Dal punto di osservazione della Donna Incoronata è possibile intravvedere un lume, il riscatto, il perdono di sé e degli altri, la benedizione e la pacificazione:

Il tempo cancella ogni gloria e medica ogni ferita. Si spengono le stelle, tramonta il sole ogni giorno, tutto ciò che perisce feconda la terra, il serpente ouroboros non ha né fine né inizio, mi sono riconciliata con la natura di ogni cosa vivente e con la mia. Forse, per questo, finalmente credo. (Ivi, p. 545.)

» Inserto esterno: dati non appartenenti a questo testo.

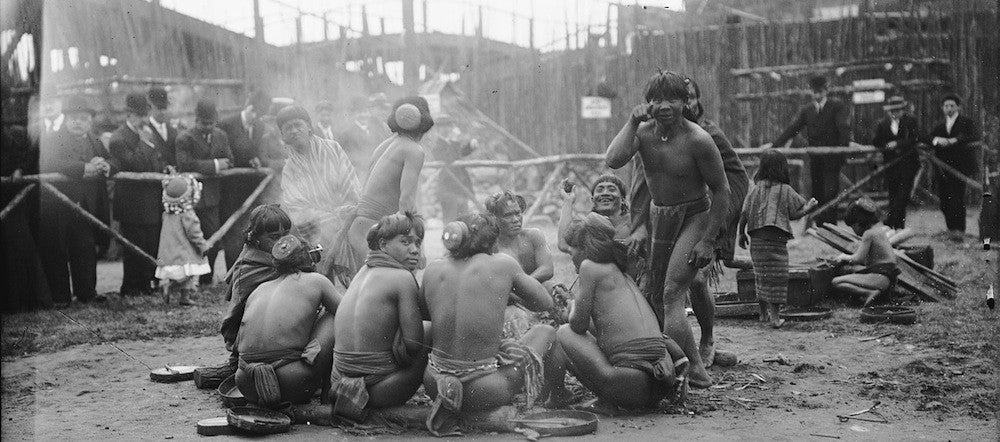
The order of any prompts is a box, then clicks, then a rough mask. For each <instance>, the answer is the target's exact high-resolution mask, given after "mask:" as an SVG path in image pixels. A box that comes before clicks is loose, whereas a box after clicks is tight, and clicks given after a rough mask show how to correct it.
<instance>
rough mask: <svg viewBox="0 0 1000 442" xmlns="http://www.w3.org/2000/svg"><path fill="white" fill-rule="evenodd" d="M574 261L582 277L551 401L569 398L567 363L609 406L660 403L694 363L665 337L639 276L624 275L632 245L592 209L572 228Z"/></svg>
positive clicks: (552, 371) (567, 327) (566, 331)
mask: <svg viewBox="0 0 1000 442" xmlns="http://www.w3.org/2000/svg"><path fill="white" fill-rule="evenodd" d="M567 236H568V238H567V241H568V243H569V244H570V247H571V248H572V255H573V263H574V264H575V265H576V266H577V270H578V272H579V274H580V290H579V293H578V294H577V296H576V298H575V302H574V305H573V311H572V313H571V314H570V320H569V324H566V325H563V326H562V327H560V328H559V331H558V332H557V336H558V341H559V345H558V346H557V347H556V350H555V351H554V352H553V357H552V366H551V369H550V370H548V371H547V372H546V381H547V383H548V385H549V386H550V387H551V397H550V401H549V404H548V405H550V406H561V405H563V404H564V402H565V400H566V399H568V398H569V396H570V395H569V392H568V391H567V390H566V389H565V386H564V384H563V379H564V377H565V375H564V370H562V368H563V367H566V368H568V369H569V370H570V371H572V372H573V373H574V375H576V377H577V378H578V379H579V380H580V382H582V383H583V385H584V386H586V387H587V388H588V389H590V390H591V391H593V392H594V393H595V394H596V395H597V397H598V399H599V400H601V401H602V402H604V403H606V404H607V405H611V406H617V407H622V408H627V409H636V408H645V407H650V406H655V405H656V404H657V403H658V402H659V400H660V399H662V398H664V397H665V396H667V395H668V394H669V393H671V392H672V391H673V390H674V388H675V387H676V386H677V381H678V379H677V378H676V377H675V376H676V375H677V374H678V373H676V370H675V363H674V361H675V360H676V361H677V363H678V365H679V366H680V371H681V373H680V374H683V370H684V369H685V368H686V367H687V366H686V364H685V362H686V361H687V359H685V358H684V353H683V351H681V349H680V347H679V346H677V344H676V343H674V342H673V341H672V340H670V339H669V338H667V337H665V336H663V334H662V332H661V331H660V327H659V324H657V322H656V316H655V315H654V314H653V310H652V309H651V308H650V306H649V303H647V302H646V300H645V299H644V298H643V296H642V293H641V292H640V291H639V287H638V286H636V284H635V282H634V281H633V280H632V278H630V277H628V276H626V275H625V273H624V270H625V268H626V264H627V263H626V260H627V250H626V246H625V245H624V244H621V243H619V242H617V241H616V240H615V238H614V228H613V226H612V224H611V223H610V222H609V221H608V219H607V218H605V217H603V216H601V215H598V214H596V213H592V214H590V215H587V217H585V219H584V220H583V221H576V222H574V223H573V224H572V225H571V226H570V227H569V229H568V232H567Z"/></svg>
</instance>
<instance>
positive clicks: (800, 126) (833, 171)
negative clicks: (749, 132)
mask: <svg viewBox="0 0 1000 442" xmlns="http://www.w3.org/2000/svg"><path fill="white" fill-rule="evenodd" d="M809 88H810V89H812V101H811V102H810V103H809V104H806V105H805V106H802V108H801V109H799V114H798V116H796V117H795V121H793V122H792V124H791V125H790V126H788V128H786V129H785V131H784V132H782V133H781V135H779V136H778V138H776V139H775V140H774V142H773V143H769V144H765V145H764V146H763V147H771V146H774V147H784V145H785V144H786V143H788V141H789V140H791V139H792V137H794V136H795V135H796V134H798V133H799V132H801V131H802V130H805V131H806V143H807V145H808V146H847V145H849V144H850V142H851V111H850V109H848V107H847V106H846V105H845V104H844V103H842V102H840V101H839V100H837V99H835V98H830V97H828V96H827V95H828V92H829V89H828V87H827V80H826V78H825V77H813V78H810V79H809ZM843 165H844V155H843V154H838V155H813V156H810V158H809V176H810V179H811V183H812V196H813V197H815V198H816V200H818V201H819V203H820V204H821V205H822V204H823V203H826V202H827V201H830V200H832V199H834V198H836V197H837V194H839V193H840V169H841V167H843ZM815 221H816V222H818V223H821V222H829V223H835V222H837V212H836V211H835V210H828V211H826V212H825V213H823V214H821V215H819V216H817V217H815Z"/></svg>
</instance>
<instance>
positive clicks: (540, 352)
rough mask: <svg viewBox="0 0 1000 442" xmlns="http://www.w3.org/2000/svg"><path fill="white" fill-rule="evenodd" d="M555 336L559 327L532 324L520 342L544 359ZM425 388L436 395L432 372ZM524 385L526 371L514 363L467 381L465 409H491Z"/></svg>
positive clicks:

La vita dissimulata, la vita che non solo nel Seicento di Balthasar Gracian e di Torquato Accetto ma anche oggi nel Duemila l’uomo dedica e nasconde a Dio, come fa un astro rispetto a un altro nell’eclisse:

Non aveva paura, desiderava anzi ardentemente di smettere di soffrire, ed è stato felice di ritornare a Dio. Né la scienza né la malattia lo avevano mai indotto a dubitare della sua esistenza. Non vado a mani vuote, sai Plautilla, ha mormorato quando io ho taciuto, gli occhi sul crocifisso d’avorio che gli avevo poggiato sul petto. Ti porto, o unico Signore del mondo, le sole cose che tu nella tua immensità non hai: l’ignoranza, i rimpianti, i difetti, la colpa, il male. Ma anche la cosa più bella, che tu non puoi conoscere, perché possiedi tutto: la speranza. (Ivi, p. 340.)